Integrated task and motion planning requires reasoning over a hybrid discrete/continuous space: discrete task-level decisions (which regions to visit, in what order) coupled with continuous trajectory generation (collision-free, dynamically-feasible motions). Standard motion planning algorithms like PRM and RRT are designed for reachability — they have no built-in mechanism for enforcing temporal task constraints. The key challenge is bridging formal verification methods from model checking with sampling-based motion planners that operate in high-dimensional state spaces.

Temporal Logics for Task Specification

The paper reviews three families of temporal logics and their trade-offs for motion planning:

LTL (Linear Temporal Logic) — Models time as a sequence of states extending infinitely into the future. Supports operators like “eventually” (F), “always” (G), “next” (X), and “until” (U). Well-suited for motion planning since trajectories are linear-time in nature. Can express coverage (F p1 ∧ … ∧ F pn), sequencing, and temporal ordering. However, LTL cannot express existential path properties (“there exists a path where…”).
CTL (Computation Tree Logic) — Models time as a branching tree with path quantifiers (for-all A, exists E). Can express properties LTL cannot, such as “there exists a future where the robot stays idle.” However, CTL cannot freely alternate between temporal and path quantifiers.
CTL* — Combines the expressive power of both LTL and CTL by dropping the constraint that every temporal operator must be paired with a path quantifier. More expressive but computationally much more expensive for model checking, so LTL and CTL remain dominant in practice.

Approaches to Integration

Controller Synthesis from Temporal Logic

This approach obtains discrete abstractions of the system by decomposing continuous state space into polytopes, defines propositions over these regions, and uses model checking to compute a discrete path (sequence of regions) satisfying the temporal specification. Controllers must then generate collision-free, dynamically-feasible motions between regions. Best suited for lower-dimensional systems where polytope decomposition is tractable.

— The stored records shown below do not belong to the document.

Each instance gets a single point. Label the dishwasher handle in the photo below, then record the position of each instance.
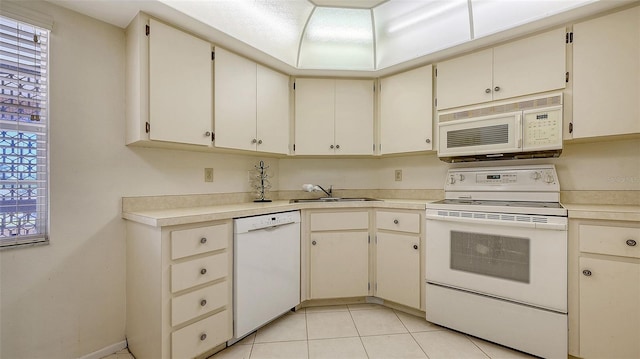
(270, 227)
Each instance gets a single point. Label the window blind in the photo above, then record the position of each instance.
(23, 133)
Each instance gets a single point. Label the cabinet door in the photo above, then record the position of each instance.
(406, 111)
(606, 75)
(180, 87)
(354, 117)
(609, 309)
(314, 115)
(273, 111)
(339, 264)
(535, 64)
(398, 268)
(465, 80)
(235, 101)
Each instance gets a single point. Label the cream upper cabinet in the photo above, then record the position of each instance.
(406, 111)
(169, 84)
(532, 65)
(338, 254)
(604, 303)
(333, 117)
(251, 105)
(606, 75)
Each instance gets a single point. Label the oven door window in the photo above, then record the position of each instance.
(491, 255)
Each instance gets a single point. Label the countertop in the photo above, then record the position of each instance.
(177, 216)
(603, 211)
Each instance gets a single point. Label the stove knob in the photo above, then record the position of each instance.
(549, 178)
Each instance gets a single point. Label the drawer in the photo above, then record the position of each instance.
(398, 221)
(198, 271)
(188, 242)
(339, 221)
(616, 241)
(202, 301)
(201, 336)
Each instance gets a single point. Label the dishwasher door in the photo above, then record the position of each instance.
(266, 269)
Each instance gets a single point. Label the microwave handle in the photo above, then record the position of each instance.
(519, 129)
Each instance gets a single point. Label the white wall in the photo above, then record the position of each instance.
(67, 299)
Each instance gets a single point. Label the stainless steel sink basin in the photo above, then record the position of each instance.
(332, 199)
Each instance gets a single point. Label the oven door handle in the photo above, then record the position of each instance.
(551, 226)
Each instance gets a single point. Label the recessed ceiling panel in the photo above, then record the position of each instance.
(492, 16)
(271, 26)
(407, 29)
(338, 39)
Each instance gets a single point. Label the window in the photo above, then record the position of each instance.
(23, 133)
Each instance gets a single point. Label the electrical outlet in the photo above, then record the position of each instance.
(208, 174)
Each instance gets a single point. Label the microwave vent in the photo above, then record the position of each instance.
(478, 136)
(500, 109)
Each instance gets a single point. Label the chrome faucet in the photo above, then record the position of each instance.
(314, 187)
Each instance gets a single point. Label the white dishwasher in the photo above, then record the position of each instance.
(266, 275)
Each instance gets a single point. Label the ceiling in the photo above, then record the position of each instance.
(352, 36)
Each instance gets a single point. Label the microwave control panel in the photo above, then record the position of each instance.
(542, 129)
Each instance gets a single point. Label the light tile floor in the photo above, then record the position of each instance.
(367, 331)
(358, 331)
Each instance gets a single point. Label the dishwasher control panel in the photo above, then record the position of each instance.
(249, 224)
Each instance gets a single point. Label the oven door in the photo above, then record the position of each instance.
(512, 258)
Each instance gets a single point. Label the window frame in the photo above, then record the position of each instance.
(40, 126)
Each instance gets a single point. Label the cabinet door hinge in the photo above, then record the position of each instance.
(569, 38)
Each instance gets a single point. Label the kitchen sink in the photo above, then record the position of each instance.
(333, 199)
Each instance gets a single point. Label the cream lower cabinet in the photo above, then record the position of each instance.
(605, 316)
(398, 243)
(179, 289)
(337, 244)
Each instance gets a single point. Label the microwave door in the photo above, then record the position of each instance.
(481, 136)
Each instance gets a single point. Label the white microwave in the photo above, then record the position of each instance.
(530, 133)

Sampling-Based Methods with Temporal Logics

For high-dimensional systems with nonlinear dynamics, the paper reviews multi-layered approaches that couple discrete planning with sampling-based motion planning:

Incremental Model Checking (Karaman & Frazzoli) — Extends RRT into a Rapidly-exploring Random Graph (RRG) that constructs a Kripke structure incrementally. At each iteration, the structure is checked against the specification using Tarski-Knaster iteration. The resulting trajectory satisfies the given temporal logic formula.
Online/Offline Planning (Vasile et al.) — Addresses reactivity to environmental changes. A sparse global Kripke structure is built offline for global LTL goals (translated to Buchi automata), while a local RRT-based planner handles online requests and newly sensed obstacles. The local planner checks paths against specifications and reconnects to the global plan.
Multi-Layered Synergistic Planning (Bhatia et al.) — Separates planning into a discrete layer (automaton from temporal logic + workspace decomposition) and a continuous layer (sampling-based trajectory generation). The layers exchange feedback iteratively: the discrete plan guides continuous search, and infeasibility in the continuous layer refines the discrete plan.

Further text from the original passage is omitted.